3. The frontend performs the WebRTC exchange

The frontend:

Creates an RTCPeerConnection.
Adds the microphone audio track.
Creates the oai-events data channel.
Generates an SDP offer.
Sends that SDP offer to OpenAI using the ephemeral client secret.
Receives the SDP answer.
Sets the remote description.
Starts receiving translated audio and transcript events.

4. Translated audio is played as a remote track

When OpenAI returns a remote media stream, RelAI attaches it to an HTMLAudioElement and plays the translated audio in the browser.

5. Subtitles arrive as realtime deltas

The data channel receives realtime events.

RelAI currently consumes:

session.input_transcript.delta
session.output_transcript.delta

Those deltas are appended live into the UI as source and translated subtitles.

Modes

Translate mode

Currently active.

microphone speech -> translated audio + source/target subtitles

The UI shows:

source transcript
translated transcript
translated audio playback

The target language selector controls the output language sent to the backend.

The source language selector is currently UI-only; source speech is effectively handled by the realtime translation model.

Interpreter mode

Interpreter mode was the original planned second mode.

The design was:

Session A -> translate into language A -> left ear
Session B -> translate into language B -> right ear

The goal was to support live bilingual interpretation with two parallel translation sessions and stereo panning.

The HTML still contains the interpreter-mode UI skeleton, but the current application intentionally disables it while the single-session translation path is stabilized.

Browser compatibility

Chromium-based browsers are recommended for the current MVP.

Observed during local testing:

Chromium: stable
Firefox / Zen Browser: may disconnect after a short time

RelAI detects Firefox-family browsers and displays a compatibility warning.

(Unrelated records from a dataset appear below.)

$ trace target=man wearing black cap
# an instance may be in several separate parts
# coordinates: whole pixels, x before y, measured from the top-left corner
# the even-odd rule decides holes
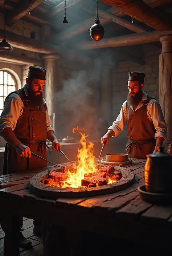
[[[52,142],[54,151],[58,151],[59,147],[61,148],[43,98],[46,74],[46,70],[41,67],[29,67],[26,84],[5,99],[0,118],[0,134],[7,142],[4,159],[4,174],[46,166],[45,161],[34,156],[31,157],[32,151],[46,159],[46,139]],[[36,233],[40,223],[34,221],[37,225],[33,231]],[[7,255],[8,252],[9,255],[9,250],[19,240],[20,247],[32,247],[30,241],[25,238],[21,231],[22,218],[16,217],[10,220],[1,218],[1,223],[5,233],[4,250],[7,252]],[[13,253],[16,255],[15,252]]]
[[[101,138],[106,145],[110,137],[116,137],[127,123],[128,140],[125,153],[130,158],[146,159],[167,139],[167,126],[159,103],[143,90],[145,74],[129,72],[127,100],[107,133]]]

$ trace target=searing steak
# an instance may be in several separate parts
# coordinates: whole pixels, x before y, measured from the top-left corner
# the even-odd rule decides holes
[[[64,181],[68,178],[67,174],[53,170],[49,170],[48,171],[48,176],[51,179],[54,179],[56,182],[58,181]]]
[[[93,176],[98,176],[99,177],[102,177],[103,178],[106,178],[107,176],[107,174],[106,172],[89,172],[89,173],[85,173],[84,174],[84,178],[87,177],[93,177]]]
[[[115,171],[114,172],[114,174],[115,175],[119,175],[119,176],[122,176],[122,174],[120,171]]]
[[[98,176],[87,177],[81,180],[81,186],[84,187],[96,187],[107,184],[108,179]]]
[[[112,180],[119,180],[121,179],[121,176],[120,176],[119,175],[112,174],[109,176],[109,178]]]
[[[54,182],[54,179],[46,179],[44,180],[44,184],[53,184]]]
[[[114,172],[115,169],[112,164],[109,164],[106,166],[100,167],[98,169],[98,171],[102,172],[106,172],[107,173],[107,176],[109,176],[112,172]]]
[[[67,173],[68,171],[70,172],[76,172],[76,166],[78,165],[75,162],[72,163],[71,164],[65,164],[64,165],[63,172]]]

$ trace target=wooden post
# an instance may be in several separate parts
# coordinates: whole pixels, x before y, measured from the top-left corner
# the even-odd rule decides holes
[[[60,58],[56,53],[46,54],[42,56],[44,61],[44,67],[46,69],[45,98],[47,102],[48,112],[51,118],[52,124],[54,113],[56,113],[56,88],[57,84],[58,61]]]
[[[167,139],[164,144],[168,146],[172,142],[172,34],[160,38],[162,52],[159,56],[159,102],[167,126]]]

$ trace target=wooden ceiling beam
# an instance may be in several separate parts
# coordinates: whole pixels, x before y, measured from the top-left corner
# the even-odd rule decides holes
[[[150,4],[150,6],[157,7],[162,4],[162,3],[166,3],[170,2],[171,0],[144,0],[146,3]],[[95,8],[94,8],[95,11]],[[111,13],[116,16],[122,17],[126,15],[126,13],[122,12],[118,9],[114,7],[111,8],[106,10],[106,12]],[[53,37],[51,37],[51,40],[56,43],[58,41],[64,41],[69,39],[73,37],[76,36],[79,34],[83,33],[90,29],[91,27],[94,24],[95,16],[90,18],[87,20],[84,20],[79,24],[67,29],[63,32],[57,34]],[[110,21],[106,19],[102,18],[100,20],[101,25],[108,23]]]
[[[32,8],[33,10],[38,6],[43,0],[31,0]],[[8,26],[11,26],[25,16],[29,12],[29,5],[27,1],[22,0],[17,6],[8,13],[6,19],[6,24]]]
[[[143,0],[101,0],[129,16],[143,22],[155,29],[171,29],[169,18],[144,2]]]
[[[96,42],[89,41],[82,43],[79,48],[82,49],[94,49],[107,47],[134,45],[158,42],[162,36],[172,34],[172,30],[164,31],[151,31],[106,38]]]
[[[8,31],[6,31],[6,36],[9,43],[14,48],[45,54],[57,53],[65,58],[71,60],[73,59],[82,63],[88,63],[89,64],[91,64],[89,57],[85,54],[83,54],[81,51],[78,51],[78,50],[75,51],[70,50],[58,45],[41,42]],[[0,29],[0,40],[4,39],[4,30]]]
[[[93,8],[92,7],[92,5],[93,5],[93,4],[94,4],[94,2],[91,1],[91,2],[89,2],[89,3],[90,4],[90,3],[93,3],[93,5],[91,5],[91,7],[90,7],[90,4],[89,5],[87,4],[86,7],[85,8],[84,7],[83,9],[89,13],[95,15],[95,8]],[[108,20],[109,22],[112,21],[114,22],[122,27],[123,27],[131,31],[136,32],[136,33],[142,33],[142,32],[146,32],[147,31],[145,29],[143,28],[139,25],[137,25],[137,24],[133,24],[131,22],[128,21],[128,20],[122,19],[122,18],[120,18],[117,16],[115,16],[111,13],[107,12],[105,12],[100,9],[98,9],[98,16],[99,17],[101,17],[103,19],[105,19]],[[101,23],[102,24],[101,20]]]
[[[66,8],[76,4],[81,1],[81,0],[66,0]],[[60,4],[52,8],[52,10],[49,12],[48,16],[49,17],[55,16],[61,11],[64,10],[64,1],[62,0]]]

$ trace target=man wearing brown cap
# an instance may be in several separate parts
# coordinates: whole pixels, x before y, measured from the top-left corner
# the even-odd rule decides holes
[[[0,118],[0,134],[7,142],[4,174],[46,166],[46,162],[34,156],[31,157],[31,153],[32,151],[46,159],[46,139],[52,142],[54,151],[58,151],[59,147],[61,148],[54,133],[43,98],[46,74],[46,70],[41,67],[29,67],[26,84],[9,94],[5,99]],[[16,217],[13,220],[1,218],[1,224],[5,233],[4,250],[7,255],[10,255],[12,245],[19,241],[20,247],[32,247],[30,241],[23,236],[21,231],[22,217]],[[34,233],[36,233],[40,223],[34,221]],[[13,255],[16,255],[15,253]]]
[[[143,90],[145,74],[133,72],[128,76],[127,100],[101,143],[107,145],[109,138],[116,137],[127,123],[126,153],[130,158],[146,159],[147,154],[156,152],[167,139],[167,126],[159,103]]]

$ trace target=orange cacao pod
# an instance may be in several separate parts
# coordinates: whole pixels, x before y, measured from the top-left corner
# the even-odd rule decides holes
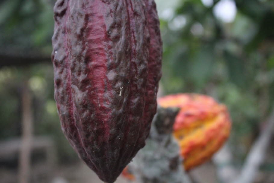
[[[226,106],[206,95],[179,93],[158,100],[163,107],[177,107],[173,134],[186,170],[210,159],[229,135],[231,123]]]
[[[160,98],[158,102],[163,107],[180,109],[175,118],[173,135],[178,142],[185,170],[210,159],[229,137],[231,123],[226,108],[211,97],[179,93]],[[134,179],[128,169],[122,175]]]

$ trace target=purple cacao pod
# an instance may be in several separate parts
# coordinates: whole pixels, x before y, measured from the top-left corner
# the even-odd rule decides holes
[[[156,112],[162,42],[154,0],[58,0],[52,41],[62,129],[113,182],[145,145]]]

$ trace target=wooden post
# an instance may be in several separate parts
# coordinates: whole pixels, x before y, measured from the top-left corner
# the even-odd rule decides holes
[[[26,82],[21,91],[22,135],[19,160],[19,183],[28,183],[30,182],[33,119],[32,97],[27,86],[27,83]]]

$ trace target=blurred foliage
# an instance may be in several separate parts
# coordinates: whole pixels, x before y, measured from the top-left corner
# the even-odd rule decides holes
[[[2,1],[0,52],[50,55],[54,1]],[[240,163],[273,104],[274,2],[230,0],[237,11],[228,22],[214,13],[220,2],[156,1],[164,43],[161,82],[165,94],[204,93],[227,105],[233,121],[229,144]],[[54,137],[59,157],[67,161],[76,155],[61,131],[49,62],[0,68],[0,139],[20,135],[20,87],[27,80],[35,134]]]

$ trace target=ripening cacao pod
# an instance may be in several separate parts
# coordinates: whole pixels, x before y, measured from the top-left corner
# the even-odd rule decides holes
[[[226,107],[210,96],[179,93],[163,97],[158,101],[162,107],[180,109],[173,133],[178,142],[185,170],[210,159],[229,135],[231,124]],[[122,175],[129,180],[134,178],[127,168]]]
[[[52,39],[62,130],[113,182],[145,145],[156,112],[162,42],[153,0],[58,0]]]
[[[173,134],[178,142],[186,170],[210,159],[229,135],[231,123],[226,106],[210,96],[178,94],[162,97],[158,103],[163,107],[180,108]]]

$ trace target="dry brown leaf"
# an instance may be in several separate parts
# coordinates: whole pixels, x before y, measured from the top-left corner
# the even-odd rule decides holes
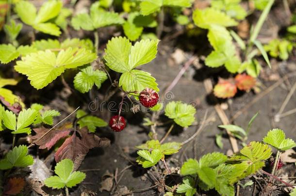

The suspected issue is in the WebRTC/browser behavior rather than the UI layer. The code includes WebRTC connection-state logging and a short grace period before treating soft disconnects as fatal.

Stack

Frontend:

Vite
TypeScript
WebRTC
browser media APIs
vanilla DOM UI
CSS

Backend:

FastAPI
httpx
python-dotenv
Uvicorn

Repository layout

.
├── app
│   ├── index.html
│   ├── package.json
│   ├── package-lock.json
│   ├── src
│   │   ├── main.ts
│   │   ├── style.css
│   │   └── translator.ts
│   ├── tsconfig.json
│   └── vite.config.ts
├── server
│   ├── main.py
│   └── requirements.txt
├── README.md
└── LICENSE

Requirements

Python 3
Node.js + npm
OpenAI API key with access to realtime translation
A Chromium-based browser is recommended for testing

Running locally

1. Backend

cd server
python -m venv .venv
source .venv/bin/activate
pip install -r requirements.txt

Create server/.env:

OPENAI_API_KEY=sk-...
OPENAI_SAFETY_IDENTIFIER=local-dev-user

Run the backend:

uvicorn main:app --reload

The backend runs on:

http://localhost:8000

2. Frontend

In another terminal:

cd app
npm install
npm run dev

Open:

http://localhost:5173

The Vite dev server proxies:

/session -> http://localhost:8000

Build

Frontend build:

cd app
npm run build

Preview production build locally:

npm run preview

Security notes

The browser never receives the long-lived OpenAI API key.

The credential flow is:

server/.env
    ↓
FastAPI /session
    ↓
OpenAI client-secret endpoint
    ↓
ephemeral browser secret
    ↓
WebRTC SDP exchange

The backend logs session metadata for debugging, but intentionally does not print the ephemeral secret value.

Known limitations

Translate mode is the only active mode.
Interpreter mode is present in the UI skeleton but disabled.
Firefox/Zen may disconnect from WebRTC after a few seconds of session.
Error recovery is basic.
No production auth.
No deployment config.
No mobile wrapper.
Source-language selection is not yet wired into the backend payload.
The UI is just local MVP testing.

Future work

Possible next steps:

Re-enable interpreter mode after single-session stability improves.
Add explicit Web Audio routing and stereo panning (interpreter mode).
Improve reconnect behavior.
Document the Firefox/Gecko WebRTC failure mode more precisely (or try to solve it).